UK’s economy has been struggling over the past year. Although growth has been picked up from the exceptionally weak first quarter, the recovery is mild. Monthly data suggest that has been flat in August and September, before showing a +0.1% expansion in October. From 3-month basis, GDP grew +0.4% in the three months to October, easing from +0.6% in the three months to September. According to the government, “GDP growth slowed going into the autumn after a strong summer, with a softening in services sector growth mainly due to a fall in car sales”. “This was offset by a strong showing from IT and accountancy”. For the first 10 months of the year, GDP has gained +1% from the end of the prior year.

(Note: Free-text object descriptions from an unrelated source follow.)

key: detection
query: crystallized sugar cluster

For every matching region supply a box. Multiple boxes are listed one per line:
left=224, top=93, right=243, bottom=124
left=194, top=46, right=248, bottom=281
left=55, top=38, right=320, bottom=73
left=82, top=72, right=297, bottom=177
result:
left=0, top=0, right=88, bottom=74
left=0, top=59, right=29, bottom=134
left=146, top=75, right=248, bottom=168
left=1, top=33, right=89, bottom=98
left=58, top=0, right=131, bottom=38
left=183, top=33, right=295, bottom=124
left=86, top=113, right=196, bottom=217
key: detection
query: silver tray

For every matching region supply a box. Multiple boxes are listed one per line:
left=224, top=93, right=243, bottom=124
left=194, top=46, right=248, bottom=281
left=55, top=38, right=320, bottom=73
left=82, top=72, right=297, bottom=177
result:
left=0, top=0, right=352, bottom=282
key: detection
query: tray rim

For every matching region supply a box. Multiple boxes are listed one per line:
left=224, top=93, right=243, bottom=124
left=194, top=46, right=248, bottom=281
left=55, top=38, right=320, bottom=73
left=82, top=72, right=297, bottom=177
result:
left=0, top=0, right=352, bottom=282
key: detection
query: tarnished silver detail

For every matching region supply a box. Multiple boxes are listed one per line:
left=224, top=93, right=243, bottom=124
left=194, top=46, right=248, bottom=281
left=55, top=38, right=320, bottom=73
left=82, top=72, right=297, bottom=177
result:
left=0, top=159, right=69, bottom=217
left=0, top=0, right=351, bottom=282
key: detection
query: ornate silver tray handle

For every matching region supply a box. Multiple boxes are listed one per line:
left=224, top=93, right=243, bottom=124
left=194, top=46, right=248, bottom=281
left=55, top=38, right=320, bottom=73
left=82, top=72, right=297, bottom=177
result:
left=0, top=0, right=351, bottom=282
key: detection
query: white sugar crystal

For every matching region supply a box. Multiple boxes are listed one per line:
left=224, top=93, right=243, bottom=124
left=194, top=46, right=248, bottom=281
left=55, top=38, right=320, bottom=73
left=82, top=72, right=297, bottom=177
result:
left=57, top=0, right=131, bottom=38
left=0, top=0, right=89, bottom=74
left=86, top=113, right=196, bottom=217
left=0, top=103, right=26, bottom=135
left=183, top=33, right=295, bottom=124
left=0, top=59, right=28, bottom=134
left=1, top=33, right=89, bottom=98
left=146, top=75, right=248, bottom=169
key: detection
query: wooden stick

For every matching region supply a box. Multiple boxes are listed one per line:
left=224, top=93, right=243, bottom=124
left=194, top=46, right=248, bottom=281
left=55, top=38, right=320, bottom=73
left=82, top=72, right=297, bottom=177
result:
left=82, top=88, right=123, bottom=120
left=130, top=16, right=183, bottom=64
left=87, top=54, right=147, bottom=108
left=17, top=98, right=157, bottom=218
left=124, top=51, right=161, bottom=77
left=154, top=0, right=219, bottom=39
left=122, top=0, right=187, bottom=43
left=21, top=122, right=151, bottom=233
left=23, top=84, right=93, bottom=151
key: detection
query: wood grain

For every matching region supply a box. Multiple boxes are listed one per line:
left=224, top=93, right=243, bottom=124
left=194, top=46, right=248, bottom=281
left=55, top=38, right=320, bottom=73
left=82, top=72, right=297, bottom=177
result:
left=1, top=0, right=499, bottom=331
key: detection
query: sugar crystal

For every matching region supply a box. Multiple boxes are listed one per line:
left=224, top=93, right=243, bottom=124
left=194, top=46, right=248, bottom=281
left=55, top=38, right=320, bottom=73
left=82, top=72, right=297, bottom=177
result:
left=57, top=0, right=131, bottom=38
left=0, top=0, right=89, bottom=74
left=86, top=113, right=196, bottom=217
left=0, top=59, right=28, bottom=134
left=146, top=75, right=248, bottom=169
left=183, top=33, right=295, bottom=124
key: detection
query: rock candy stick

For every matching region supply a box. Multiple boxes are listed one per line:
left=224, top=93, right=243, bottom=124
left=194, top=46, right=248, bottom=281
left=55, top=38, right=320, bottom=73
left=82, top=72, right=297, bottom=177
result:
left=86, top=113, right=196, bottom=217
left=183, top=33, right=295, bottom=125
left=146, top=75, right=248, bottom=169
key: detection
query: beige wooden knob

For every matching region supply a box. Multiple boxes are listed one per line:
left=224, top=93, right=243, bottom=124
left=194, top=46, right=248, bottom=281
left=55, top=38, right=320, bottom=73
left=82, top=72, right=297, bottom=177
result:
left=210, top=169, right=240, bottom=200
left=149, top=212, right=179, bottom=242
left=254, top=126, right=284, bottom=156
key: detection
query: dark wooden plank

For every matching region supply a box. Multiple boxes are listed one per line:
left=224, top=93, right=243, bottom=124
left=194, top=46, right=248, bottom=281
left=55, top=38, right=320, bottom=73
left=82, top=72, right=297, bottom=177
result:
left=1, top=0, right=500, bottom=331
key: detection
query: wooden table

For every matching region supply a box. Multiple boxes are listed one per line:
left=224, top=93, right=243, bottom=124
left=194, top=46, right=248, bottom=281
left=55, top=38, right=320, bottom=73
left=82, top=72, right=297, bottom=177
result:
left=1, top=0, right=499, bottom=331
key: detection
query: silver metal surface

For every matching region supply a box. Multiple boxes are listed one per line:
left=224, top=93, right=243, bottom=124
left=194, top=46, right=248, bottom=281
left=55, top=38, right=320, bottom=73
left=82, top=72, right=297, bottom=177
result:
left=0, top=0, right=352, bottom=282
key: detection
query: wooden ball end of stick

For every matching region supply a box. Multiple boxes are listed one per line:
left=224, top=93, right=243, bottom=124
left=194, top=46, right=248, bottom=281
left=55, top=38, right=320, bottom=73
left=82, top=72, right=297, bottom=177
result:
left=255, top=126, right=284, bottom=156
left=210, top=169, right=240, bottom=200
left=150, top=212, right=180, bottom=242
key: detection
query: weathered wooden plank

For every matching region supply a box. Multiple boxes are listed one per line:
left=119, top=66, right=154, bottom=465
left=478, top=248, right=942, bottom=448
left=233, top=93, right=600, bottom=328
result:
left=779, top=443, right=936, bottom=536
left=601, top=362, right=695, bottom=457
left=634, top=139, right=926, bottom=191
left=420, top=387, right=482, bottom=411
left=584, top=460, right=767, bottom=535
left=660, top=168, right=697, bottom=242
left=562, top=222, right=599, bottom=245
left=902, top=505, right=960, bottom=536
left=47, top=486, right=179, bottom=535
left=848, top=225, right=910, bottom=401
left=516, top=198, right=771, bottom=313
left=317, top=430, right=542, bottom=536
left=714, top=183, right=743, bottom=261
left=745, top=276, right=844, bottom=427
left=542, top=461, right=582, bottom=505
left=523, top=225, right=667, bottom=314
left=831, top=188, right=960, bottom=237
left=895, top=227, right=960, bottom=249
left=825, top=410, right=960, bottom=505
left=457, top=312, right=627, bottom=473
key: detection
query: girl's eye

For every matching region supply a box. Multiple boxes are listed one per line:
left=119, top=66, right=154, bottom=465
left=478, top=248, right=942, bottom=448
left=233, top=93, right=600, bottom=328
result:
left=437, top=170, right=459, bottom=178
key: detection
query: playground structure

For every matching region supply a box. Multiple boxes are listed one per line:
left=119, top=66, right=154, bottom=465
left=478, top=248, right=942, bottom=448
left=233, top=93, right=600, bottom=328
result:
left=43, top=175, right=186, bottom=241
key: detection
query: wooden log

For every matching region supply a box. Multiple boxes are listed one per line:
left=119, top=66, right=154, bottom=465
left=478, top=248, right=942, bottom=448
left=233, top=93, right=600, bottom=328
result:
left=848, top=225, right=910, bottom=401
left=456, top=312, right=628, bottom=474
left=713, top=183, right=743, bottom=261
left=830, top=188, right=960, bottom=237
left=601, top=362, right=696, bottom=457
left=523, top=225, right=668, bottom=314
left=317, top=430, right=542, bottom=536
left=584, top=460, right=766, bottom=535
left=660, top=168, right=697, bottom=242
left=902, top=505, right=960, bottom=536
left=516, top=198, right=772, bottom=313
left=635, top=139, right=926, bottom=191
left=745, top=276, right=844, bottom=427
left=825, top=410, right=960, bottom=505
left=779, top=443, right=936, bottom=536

Inflation has remained above BOE’s +2% target. However, it has been falling from the +3.1% peak in November 2017. The central bank should feel less urgent to raise interest rate to curb inflation.
BOE Monetary Policy
The central bank’s monetary policy is also highlt dependent on Brexit. As such, forecast BOE’s rate hikes is as challenging as forecasting the outlook of sterling. Prolonged Brexit uncertainty might delay rate hike. BOE increased the policy rate twice (November 2017 and August 2018) after the 2007/08 global financial crisis. Both hikes were triggered by soaring inflation and adopted reluctantly by the central bank. If inflation steadies or continues its downtrend this year, BOE would prefer to take a wait-and- see mode, trying to leaving the policy rate as low levels so that it would not interrupt the economic recovery. The consensus (Reuters poll) forecasts that there would one rate hike by BOE this year, taking the bank rate from the current 0.75% to 1%.